The Big Four record labels are fighting tooth and nail to kill the French decision to make it legal to share music and movies online. MPs, who’ve already voted once on the matter, will debate it again next week and if they confirm the earlier decision, turning it into law, France will become the first country to make it legal to share copyrighted music online.
“The surprise vote caused outrage among record companies and film producers, who say illegal peer-to-peer (P2P) copying costs their industries millions of euros every year,” says the BBC. “It was an embarrassing defeat for the government, which had planned to introduce large fines and possible jail terms of up to three years for internet pirates.
“Seventeen year old Aziz Ridouan became so angry at the number of people already being taken to court that he started up his own pressure group.
“Today, the Audiosurfers Association has 6,000 members. It campaigns for a change in the law and helps defend those being prosecuted.”
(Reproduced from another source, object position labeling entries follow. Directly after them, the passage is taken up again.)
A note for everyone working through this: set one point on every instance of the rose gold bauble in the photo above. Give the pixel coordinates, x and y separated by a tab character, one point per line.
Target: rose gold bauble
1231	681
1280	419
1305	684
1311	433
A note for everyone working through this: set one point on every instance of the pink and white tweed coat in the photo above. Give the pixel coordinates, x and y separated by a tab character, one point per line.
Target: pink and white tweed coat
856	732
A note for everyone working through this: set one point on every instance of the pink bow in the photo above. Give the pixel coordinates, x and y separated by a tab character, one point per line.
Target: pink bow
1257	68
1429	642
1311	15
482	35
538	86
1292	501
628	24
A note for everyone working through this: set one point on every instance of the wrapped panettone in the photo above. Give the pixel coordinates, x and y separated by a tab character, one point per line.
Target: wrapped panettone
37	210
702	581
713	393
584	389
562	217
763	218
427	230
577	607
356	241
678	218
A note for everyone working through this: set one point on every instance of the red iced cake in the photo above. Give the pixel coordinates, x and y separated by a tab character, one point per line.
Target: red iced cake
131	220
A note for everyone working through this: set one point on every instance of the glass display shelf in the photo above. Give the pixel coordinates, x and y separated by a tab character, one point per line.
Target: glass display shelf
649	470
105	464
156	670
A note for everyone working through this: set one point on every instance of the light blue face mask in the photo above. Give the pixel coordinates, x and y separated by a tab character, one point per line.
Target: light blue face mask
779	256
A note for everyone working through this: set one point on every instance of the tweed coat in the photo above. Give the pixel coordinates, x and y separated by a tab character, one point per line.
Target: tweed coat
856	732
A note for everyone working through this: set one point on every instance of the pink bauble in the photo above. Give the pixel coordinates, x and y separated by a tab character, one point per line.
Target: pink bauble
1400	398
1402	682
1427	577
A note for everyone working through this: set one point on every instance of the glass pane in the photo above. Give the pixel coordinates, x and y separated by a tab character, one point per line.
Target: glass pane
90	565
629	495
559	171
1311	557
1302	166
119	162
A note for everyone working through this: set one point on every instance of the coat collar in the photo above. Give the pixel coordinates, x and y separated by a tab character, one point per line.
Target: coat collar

Socialist MP Patrick Bloche, who helped draft the amendment, argues, “Rather than outlawing, punishing, and paradoxically maintaining to a certain extent an illegal system. Let’s make a different choice: authorising peer-to-peer downloading, but in return, putting in place a system allowing artists to be paid.”
Then the Big Four, Vivendi Universal (France), EMI, (Britain), Sony BMG (Japan, Germany) and Warner Music (US) pulled their well-worn trick of mobilising contracted performers such Johnny Hallyday, “to protest, arguing that revenue from a global licence wouldn’t compensate for the millions they say they risk losing through falling CD sales,” says the story.
Nonetheless, “The MPs’ vote in December sent the government scuttling off to redraft its bill,” says the BBC. “It has since spent two months in consultations with artists, industry representatives and internet users to try to reach a compromise. More than 13,000 musicians signed a petition in favour of the global licence. A website set up to encourage a debate on P2P copying was inundated with replies.”
France’s latest plan still rejects global licensing, “although it agrees that private copying should be allowed,” and, “The sanctions for illegal copying have been reduced considerably, with fines beginning at 38 euros (Â£26, about $46) ) for small-scale piracy.”
Meanwhile, people in France aren’t entitled to make personal copies of DVDs, even if they don’t distribute them, France’s highest court, the Cour de Cassation in Paris, has ruled, overturning an earlier decision by a lower court.